Question

The force of interaction between two atoms is given by $F=\alpha \beta \exp \left({\displaystyle \frac{-x^2}{\alpha kt}}\right)$; where x is the distance, k is the Boltzmann constant and T is temperature and α and β are two constants. The dimension of β is
A. $M^2{L}^2{T}^{-2}$
B. $M^{2}L{T}^{-4}$
C. $M^0{L}^2{T}^{-4}$
D. $ML{T}^{-2}$

Answer 1

Hint: In this question, we need to determine the dimension of β such that the force of interaction between two atoms is given by $F=\alpha \beta \exp \left({\displaystyle \frac{-x^2}{\alpha kt}}\right)$. For this, we will apply the dimensional formula in each of the parameters and evaluate the dimension of β.

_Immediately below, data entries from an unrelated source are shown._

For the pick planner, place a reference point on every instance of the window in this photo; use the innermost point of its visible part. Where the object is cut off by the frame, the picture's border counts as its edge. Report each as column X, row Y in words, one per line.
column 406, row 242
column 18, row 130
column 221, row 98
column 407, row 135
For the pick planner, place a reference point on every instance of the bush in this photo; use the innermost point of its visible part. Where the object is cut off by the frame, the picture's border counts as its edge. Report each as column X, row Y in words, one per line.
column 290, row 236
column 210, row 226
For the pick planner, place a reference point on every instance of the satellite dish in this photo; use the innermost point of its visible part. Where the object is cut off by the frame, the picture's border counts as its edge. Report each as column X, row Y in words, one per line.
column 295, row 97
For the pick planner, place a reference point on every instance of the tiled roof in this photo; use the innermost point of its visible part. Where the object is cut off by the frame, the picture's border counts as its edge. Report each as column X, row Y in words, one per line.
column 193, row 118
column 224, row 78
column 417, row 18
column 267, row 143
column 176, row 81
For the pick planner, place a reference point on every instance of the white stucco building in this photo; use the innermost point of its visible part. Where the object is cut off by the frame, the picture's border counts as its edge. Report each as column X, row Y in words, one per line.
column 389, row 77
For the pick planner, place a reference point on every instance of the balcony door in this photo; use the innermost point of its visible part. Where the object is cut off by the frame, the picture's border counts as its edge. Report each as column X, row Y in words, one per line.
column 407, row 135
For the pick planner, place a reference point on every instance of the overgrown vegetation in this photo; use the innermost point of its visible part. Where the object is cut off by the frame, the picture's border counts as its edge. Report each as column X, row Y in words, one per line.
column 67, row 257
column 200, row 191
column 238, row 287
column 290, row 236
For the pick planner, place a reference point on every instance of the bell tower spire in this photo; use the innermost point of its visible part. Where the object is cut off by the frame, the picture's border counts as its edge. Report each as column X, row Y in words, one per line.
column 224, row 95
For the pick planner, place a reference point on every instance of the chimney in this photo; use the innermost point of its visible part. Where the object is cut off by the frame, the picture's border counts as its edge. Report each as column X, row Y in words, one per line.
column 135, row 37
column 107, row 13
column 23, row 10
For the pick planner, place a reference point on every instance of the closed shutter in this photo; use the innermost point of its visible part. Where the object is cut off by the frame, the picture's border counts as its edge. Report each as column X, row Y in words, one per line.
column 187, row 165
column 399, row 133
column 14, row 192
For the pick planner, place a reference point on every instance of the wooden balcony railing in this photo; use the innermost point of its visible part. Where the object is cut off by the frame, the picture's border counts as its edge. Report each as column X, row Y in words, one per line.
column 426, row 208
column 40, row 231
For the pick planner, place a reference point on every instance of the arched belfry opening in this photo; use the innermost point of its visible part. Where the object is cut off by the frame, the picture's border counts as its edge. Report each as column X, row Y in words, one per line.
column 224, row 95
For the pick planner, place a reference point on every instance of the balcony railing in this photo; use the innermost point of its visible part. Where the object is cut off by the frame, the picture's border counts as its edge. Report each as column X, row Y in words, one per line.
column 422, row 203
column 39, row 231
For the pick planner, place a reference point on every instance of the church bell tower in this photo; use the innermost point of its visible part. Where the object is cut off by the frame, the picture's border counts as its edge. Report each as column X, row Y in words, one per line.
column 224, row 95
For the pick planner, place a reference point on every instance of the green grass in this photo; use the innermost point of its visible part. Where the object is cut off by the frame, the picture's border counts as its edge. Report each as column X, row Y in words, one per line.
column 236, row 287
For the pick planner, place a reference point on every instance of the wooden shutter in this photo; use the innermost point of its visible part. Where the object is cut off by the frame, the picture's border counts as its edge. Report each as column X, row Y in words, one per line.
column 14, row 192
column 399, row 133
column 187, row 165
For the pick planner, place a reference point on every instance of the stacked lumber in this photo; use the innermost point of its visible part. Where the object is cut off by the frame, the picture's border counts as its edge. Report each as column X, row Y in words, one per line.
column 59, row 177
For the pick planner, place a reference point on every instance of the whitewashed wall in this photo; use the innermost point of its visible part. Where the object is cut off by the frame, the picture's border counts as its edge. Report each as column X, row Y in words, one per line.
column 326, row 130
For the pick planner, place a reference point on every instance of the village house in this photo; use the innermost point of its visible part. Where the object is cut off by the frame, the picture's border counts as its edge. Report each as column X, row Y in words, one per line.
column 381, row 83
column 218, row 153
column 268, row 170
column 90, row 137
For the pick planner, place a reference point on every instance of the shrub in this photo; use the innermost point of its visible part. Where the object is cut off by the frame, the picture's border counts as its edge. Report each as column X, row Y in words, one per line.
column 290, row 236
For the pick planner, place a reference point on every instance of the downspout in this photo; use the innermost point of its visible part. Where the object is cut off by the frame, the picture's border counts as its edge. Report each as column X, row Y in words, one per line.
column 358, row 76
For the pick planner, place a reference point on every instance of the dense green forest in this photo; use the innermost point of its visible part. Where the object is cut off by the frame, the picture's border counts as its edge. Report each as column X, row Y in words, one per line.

Complete step by step answer:
‘x’ is the distance and so, the dimensional unit of x is L.
‘k’ is the Boltzmann constant whose dimension is given as $M{L}^2{T}^{-3}$.
‘t’ is the temperature and so, the dimensional unit of ‘t’ is T.
α and β are two constants.
The raised power of the exponential function should always be a constant value with dimensionless terms. So, here the terms that are raised to the power of the exponential function is $\left({\displaystyle \frac{-x^2}{\alpha kt}}\right)$ which should be dimensionless.
Dimensionless quantity refers to $M^0{L}^0{T}^0$. So, $\left[{\displaystyle \frac{-x^2}{\alpha kt}}\right]=M^0{L}^0{T}^0$
Substituting the dimensions of all the known parameters in the equation $\left[{\displaystyle \frac{-x^2}{\alpha kt}}\right]=M^0{L}^0{T}^0$ to determine the dimension of α.
$$\begin{gathered} \left[{\displaystyle \frac{-x^2}{\alpha kt}}\right]=M^0{L}^0{T}^0 \\ \Rightarrow {\displaystyle \frac{L^2}{\alpha \times M{L}^2{T}^{-3}\times T}}=M^0{L}^0{T}^0 \\ \Rightarrow \left[\alpha \right]={\displaystyle \frac{L^2}{M{L}^2{T}^{-3}\times T}} \\ \Rightarrow \left[\alpha \right]=M^{-1}{L}^0{T}^2 \end{gathered}$$

Hence, the dimensional unit of the constant $\alpha$ is $$M^{-1}{L}^0{T}^2$$.
Now, from the given equation we can write the dimensional equation as:
$$\begin{gathered} \left[F\right]=\left[\alpha \beta \exp \left({\displaystyle \frac{-x^2}{\alpha kt}}\right)\right] \\ =\left[\alpha \right]\times \left[\beta \right]\times \left[\exp \left({\displaystyle \frac{-x^2}{\alpha kt}}\right)\right] \end{gathered}$$
As, the dimensional unit of an exponential function is always 1 so, the above equation can be written as:
$$\begin{gathered} \left[F\right]=\left[\alpha \right]\times \left[\beta \right]\times \left[\exp \left({\displaystyle \frac{-x^2}{\alpha kt}}\right)\right] \\ =\left[\alpha \right]\times \left[\beta \right]----(i) \end{gathered}$$
Force is the product of the mass and the acceleration whose dimensional formula is given as $\left[F\right]=ML{T}^{-2}$. Also, we know the dimensional unit of the constant $\alpha$ is $$M^{-1}{L}^0{T}^2$$. So, substitute the dimension of $\alpha$ and F in the equation (i) to determine the dimensional unit of $\beta$.
$$\begin{gathered} \left[F\right]=\left[\alpha \right]\times \left[\beta \right] \\ ⟹ML{T}^{-2}=M^{-1}{L}^0{T}^2\times \left[\beta \right] \\ ⟹\left[\beta \right]={\displaystyle \frac{ML{T}^{-2}}{M^{-1}{L}^0{T}^2}} \\ =M^{2}L{T}^{-4} \end{gathered}$$
Hence, the dimension of the constant $\beta$ is given as $M^{2}L{T}^{-4}$.

So, the correct answer is “Option B.

Note:
Dimensions are the physical unit of the parameter. There are seven pre-defined dimensions in mathematics, based on which all the other measuring unit’s dimensions are defined such as Mass, ampere, length, temperature, candela, mole and time.